Below, the 2017 CBC Poetry Prize juror, answers eight questions submitted by eight of her fellow writers in the CBC Books Magic 8 Q&A.
1. Lorna Crozier asks, "A question I've never been asked, and fear being asked: What makes you dare to be a writer, to think you have something to say to me?"
For a long time, I didn't dare to be a writer. My voice was silent, my stories unwritten. I believed I had no stories that anyone wanted to hear or read. But like truth, stories rise until they overflow and like truth they set you free. Now, not only do I dare call myself a writer, I kick down doors and make space for Indigenous story and voice. I make no apologies.
2. Ian Brown asks, "What was the lowest point in the writing of your latest project? And the highest?"
My latest book is titled calling down the sky and is about my mother's residential school experience. It was a collaborative effort where she would tell me what happened to her and I would then write them into poetry. The lowest point for me was listening to the stories of abuse and neglect she survived as a child. Heartbreaking story after story. Knowing she went through them alone and being a mother myself would send me into tears every time. The highest point was knowing she was not alone anymore and that this story would be told and shared with the world. Giving my mother a voice was one of the most important things I have ever done.
3. Pasha Malla asks, "Who is one writer, living or dead, who you wish could edit or critique your drafts?"
E. Pauline Johnson, the Mohawk poet and performer, was ahead of her time during the 19th century. She travelled the world reciting her work, shrugging off the conventional norms and expectations of the women of her day. While her contemporaries (Duncan Campbell Scott among them) were killing Indigenous people in their work (the dying red man trope) she was celebrating our lives, resistance and resilience in her poems.
4. Johanna Skibsrud asks, "What non-literary inspirations inform your work?"
The stories and (untold) history of Indigenous peoples of this land currently called Canada. Whether they are negative or positive, we are part of this land and our stories are written into the rocks and waters here.
5. Gary Barwin asks, "How or where does a piece of writing begin for you?"
Sometimes as a piece of conversation overheard at a bus stop. Other times a shared secret among sisters or friends or a bubbled up memory from childhood. Pieces of story float around in the most unexpected places and our job as the storyteller is to catch them and place them on the page before setting them free into the world again.
6. Tracey Lindberg asks, "What questions would show up on your FAQ (frequently annoying questions) list?"
Do you prefer Aboriginal or Indigenous? (Neither. I prefer my name)
What is it like living on the reserve and moving to the city? (I don't know.
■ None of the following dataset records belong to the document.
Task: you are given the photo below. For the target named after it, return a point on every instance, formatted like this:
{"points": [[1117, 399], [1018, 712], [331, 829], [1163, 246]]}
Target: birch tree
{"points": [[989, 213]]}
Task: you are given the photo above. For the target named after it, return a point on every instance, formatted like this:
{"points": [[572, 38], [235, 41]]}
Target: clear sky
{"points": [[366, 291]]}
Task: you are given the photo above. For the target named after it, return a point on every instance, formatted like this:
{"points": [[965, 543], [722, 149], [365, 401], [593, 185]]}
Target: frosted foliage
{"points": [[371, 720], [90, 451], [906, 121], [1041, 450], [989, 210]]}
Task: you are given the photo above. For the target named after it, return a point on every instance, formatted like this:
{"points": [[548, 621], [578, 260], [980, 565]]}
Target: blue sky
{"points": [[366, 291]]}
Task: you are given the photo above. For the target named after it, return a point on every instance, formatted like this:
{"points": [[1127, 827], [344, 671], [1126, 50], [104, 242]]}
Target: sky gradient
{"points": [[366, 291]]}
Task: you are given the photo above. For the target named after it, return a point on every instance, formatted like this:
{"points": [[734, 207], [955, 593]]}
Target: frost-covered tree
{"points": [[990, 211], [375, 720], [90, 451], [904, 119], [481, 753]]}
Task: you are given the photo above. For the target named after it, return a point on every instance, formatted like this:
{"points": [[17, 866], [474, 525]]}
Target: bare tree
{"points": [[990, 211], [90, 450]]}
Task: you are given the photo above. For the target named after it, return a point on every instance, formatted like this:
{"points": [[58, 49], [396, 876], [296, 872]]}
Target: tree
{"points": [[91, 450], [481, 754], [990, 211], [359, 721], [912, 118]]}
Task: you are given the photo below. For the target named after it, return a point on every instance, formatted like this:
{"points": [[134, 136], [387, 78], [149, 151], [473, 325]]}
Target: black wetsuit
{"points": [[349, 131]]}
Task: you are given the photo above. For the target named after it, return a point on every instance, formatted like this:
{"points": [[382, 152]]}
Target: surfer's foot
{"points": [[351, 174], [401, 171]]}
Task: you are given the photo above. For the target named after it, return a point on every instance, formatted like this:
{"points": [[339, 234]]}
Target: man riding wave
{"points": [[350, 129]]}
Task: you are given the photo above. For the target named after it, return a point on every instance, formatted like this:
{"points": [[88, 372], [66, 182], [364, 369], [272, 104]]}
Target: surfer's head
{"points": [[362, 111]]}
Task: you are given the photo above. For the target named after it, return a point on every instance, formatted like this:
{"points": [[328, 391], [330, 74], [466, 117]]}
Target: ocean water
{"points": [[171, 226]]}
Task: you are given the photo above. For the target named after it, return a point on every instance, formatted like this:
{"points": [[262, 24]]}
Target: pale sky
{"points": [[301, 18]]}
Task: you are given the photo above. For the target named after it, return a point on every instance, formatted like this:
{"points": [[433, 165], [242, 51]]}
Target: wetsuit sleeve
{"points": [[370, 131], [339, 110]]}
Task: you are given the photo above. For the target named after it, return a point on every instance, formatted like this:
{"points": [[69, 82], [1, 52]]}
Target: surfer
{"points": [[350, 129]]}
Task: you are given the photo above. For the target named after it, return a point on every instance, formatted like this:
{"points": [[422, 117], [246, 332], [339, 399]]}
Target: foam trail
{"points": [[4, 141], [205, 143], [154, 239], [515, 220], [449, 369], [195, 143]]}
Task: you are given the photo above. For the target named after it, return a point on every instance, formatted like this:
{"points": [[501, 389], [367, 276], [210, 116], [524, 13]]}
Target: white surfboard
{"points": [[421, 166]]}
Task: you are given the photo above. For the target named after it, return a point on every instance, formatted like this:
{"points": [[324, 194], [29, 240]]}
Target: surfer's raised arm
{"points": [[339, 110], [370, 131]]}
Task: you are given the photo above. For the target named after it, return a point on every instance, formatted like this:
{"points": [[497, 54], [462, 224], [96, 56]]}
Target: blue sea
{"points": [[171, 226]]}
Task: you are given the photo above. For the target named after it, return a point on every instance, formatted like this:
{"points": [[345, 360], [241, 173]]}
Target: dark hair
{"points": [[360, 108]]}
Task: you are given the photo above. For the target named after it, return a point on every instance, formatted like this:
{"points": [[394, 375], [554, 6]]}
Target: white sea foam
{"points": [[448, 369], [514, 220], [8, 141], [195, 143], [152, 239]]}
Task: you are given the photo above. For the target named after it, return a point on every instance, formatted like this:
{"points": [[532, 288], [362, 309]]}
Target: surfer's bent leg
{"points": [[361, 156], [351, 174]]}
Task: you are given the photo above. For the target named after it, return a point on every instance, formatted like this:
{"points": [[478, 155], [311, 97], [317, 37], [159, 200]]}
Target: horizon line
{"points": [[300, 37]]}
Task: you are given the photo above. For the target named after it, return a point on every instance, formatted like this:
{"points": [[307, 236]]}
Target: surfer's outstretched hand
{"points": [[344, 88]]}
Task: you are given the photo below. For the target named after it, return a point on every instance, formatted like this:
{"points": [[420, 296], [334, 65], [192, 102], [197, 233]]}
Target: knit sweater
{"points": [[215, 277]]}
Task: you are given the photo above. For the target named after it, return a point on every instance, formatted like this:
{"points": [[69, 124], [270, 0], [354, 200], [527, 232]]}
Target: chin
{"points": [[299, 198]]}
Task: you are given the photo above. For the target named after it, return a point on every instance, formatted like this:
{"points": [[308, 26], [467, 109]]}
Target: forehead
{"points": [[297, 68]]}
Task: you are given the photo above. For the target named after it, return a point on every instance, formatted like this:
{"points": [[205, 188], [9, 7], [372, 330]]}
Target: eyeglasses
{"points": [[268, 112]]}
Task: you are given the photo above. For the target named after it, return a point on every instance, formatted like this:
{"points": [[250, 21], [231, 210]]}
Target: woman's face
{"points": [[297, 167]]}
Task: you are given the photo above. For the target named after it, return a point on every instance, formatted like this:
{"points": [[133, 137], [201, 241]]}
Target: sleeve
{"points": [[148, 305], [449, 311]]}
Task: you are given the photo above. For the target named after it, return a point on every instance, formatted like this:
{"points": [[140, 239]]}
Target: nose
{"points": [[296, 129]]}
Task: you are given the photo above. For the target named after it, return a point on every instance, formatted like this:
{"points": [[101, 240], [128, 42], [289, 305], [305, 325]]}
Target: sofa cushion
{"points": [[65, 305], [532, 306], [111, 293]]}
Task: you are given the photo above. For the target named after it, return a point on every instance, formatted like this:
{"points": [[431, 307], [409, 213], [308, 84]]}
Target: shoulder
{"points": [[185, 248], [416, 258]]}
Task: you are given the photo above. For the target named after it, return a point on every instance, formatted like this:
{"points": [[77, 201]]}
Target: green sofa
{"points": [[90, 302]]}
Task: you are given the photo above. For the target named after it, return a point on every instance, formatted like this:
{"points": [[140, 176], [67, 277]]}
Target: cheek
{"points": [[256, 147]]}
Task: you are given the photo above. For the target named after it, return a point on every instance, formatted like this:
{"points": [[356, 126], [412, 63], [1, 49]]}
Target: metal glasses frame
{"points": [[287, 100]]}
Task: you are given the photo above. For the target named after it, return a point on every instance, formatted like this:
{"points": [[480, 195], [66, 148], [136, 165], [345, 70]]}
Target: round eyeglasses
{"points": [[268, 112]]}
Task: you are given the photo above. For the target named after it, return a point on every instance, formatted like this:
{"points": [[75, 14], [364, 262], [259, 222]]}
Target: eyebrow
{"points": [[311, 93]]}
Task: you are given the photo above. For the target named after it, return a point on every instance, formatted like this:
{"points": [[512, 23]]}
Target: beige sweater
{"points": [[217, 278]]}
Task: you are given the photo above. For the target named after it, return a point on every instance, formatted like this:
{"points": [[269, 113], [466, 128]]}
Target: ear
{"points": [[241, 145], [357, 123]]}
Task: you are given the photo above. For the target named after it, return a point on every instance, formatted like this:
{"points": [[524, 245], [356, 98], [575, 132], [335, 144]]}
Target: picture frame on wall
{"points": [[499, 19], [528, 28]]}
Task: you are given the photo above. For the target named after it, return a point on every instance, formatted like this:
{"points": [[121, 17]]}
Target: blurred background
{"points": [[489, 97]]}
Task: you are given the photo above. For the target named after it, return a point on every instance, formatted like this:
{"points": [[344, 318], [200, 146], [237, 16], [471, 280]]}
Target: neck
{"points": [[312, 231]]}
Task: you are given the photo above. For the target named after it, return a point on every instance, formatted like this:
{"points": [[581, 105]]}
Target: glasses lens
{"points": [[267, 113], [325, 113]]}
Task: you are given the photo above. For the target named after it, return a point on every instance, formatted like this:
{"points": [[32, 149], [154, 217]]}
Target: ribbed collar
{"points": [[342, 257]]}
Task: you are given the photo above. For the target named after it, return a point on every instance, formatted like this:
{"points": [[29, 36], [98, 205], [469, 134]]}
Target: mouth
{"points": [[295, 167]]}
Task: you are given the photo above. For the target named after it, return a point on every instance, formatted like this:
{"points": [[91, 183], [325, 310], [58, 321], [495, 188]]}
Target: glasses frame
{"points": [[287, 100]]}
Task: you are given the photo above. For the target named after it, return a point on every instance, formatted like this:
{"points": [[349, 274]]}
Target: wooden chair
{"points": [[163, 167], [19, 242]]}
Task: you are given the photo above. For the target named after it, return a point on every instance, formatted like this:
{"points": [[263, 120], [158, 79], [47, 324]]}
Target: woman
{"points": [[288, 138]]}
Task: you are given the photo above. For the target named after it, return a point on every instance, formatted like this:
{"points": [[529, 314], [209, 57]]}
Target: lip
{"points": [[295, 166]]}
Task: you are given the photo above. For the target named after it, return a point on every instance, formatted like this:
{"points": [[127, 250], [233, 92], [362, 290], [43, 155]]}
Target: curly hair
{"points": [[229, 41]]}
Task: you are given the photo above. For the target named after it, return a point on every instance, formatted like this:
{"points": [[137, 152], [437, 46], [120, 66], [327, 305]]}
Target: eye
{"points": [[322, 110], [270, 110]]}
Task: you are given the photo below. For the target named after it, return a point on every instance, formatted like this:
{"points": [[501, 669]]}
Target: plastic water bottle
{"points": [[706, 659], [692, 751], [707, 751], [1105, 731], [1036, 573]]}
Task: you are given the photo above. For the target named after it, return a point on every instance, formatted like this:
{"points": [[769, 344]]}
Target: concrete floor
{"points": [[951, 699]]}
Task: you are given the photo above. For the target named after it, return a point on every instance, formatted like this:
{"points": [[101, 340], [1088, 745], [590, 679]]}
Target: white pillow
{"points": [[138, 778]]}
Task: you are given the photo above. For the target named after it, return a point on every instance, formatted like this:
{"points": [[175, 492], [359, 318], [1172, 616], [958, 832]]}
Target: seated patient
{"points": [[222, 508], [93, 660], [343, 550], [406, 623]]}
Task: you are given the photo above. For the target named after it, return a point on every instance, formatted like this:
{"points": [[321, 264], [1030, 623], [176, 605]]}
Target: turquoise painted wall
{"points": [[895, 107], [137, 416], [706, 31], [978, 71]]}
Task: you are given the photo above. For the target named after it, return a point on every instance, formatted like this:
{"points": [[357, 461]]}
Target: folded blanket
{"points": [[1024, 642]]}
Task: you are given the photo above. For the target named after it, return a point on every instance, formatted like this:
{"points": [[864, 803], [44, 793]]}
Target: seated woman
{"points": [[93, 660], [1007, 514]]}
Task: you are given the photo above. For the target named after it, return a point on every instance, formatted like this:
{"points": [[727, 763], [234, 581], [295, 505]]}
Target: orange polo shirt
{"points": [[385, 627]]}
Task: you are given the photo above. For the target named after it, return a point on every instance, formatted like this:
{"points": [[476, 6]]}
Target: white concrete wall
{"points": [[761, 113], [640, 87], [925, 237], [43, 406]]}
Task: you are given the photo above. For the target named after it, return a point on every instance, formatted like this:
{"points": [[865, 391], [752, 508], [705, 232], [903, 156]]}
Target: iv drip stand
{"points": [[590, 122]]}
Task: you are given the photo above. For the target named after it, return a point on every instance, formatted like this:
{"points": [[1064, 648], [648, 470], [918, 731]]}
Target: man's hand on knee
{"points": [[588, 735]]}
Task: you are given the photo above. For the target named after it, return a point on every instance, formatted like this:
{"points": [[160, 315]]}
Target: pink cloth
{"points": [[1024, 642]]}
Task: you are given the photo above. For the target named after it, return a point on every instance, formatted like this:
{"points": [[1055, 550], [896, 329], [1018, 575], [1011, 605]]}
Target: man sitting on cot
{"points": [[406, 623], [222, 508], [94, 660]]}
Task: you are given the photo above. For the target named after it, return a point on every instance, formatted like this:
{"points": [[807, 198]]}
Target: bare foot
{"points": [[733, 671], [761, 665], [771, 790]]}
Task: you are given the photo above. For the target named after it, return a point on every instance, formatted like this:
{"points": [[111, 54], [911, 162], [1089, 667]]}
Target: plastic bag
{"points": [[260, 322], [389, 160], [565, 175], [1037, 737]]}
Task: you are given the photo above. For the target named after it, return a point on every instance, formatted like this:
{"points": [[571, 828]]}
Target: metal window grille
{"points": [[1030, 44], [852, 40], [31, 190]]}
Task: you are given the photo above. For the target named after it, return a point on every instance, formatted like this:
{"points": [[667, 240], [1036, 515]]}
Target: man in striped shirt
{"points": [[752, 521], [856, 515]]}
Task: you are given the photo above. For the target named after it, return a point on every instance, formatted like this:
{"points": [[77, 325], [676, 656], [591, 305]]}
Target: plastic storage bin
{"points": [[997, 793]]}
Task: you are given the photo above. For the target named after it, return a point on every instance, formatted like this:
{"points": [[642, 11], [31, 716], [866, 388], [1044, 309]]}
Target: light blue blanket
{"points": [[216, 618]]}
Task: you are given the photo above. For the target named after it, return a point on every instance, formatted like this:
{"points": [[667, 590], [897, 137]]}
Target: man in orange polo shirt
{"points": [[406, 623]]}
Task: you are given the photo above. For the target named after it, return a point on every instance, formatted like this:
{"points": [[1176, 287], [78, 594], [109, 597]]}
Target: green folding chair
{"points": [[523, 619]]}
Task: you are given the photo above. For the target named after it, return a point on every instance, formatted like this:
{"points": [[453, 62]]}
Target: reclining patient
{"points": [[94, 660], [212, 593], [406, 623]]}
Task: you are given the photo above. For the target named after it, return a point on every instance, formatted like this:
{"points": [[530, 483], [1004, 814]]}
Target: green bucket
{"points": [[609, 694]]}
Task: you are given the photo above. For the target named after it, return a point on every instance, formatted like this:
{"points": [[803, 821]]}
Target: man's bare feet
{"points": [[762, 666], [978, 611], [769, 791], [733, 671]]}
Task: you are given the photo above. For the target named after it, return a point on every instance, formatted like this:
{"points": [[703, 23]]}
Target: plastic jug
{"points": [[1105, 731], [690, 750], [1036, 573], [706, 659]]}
I didn't grow up on the rez.)
What can we do to foster reconciliation? (I don't know. That's not my job. It's the job of non-Indigenous Canada)
7. Saleema Nawaz asks, "What do you do when the writing is going badly... or not going at all?"
I stop. I stop writing and listen. To other stories, other sounds, to music. I take long walks and read long books and take long baths. Sometime stories are shy and you have to wait for them to speak to you again.
8. Lawrence Hill asks, "What do you do to steady your mind (if your mind is capable of being steadied), so that you can shut out the world and write?"
For me, writing poetry is ceremony. It is both revealing and healing. When I write it is important that there are no distractions. There must be silence so I can hear the whispered prayers. There must be a space that is only for writing. There must be time so that the story can tell itself to me.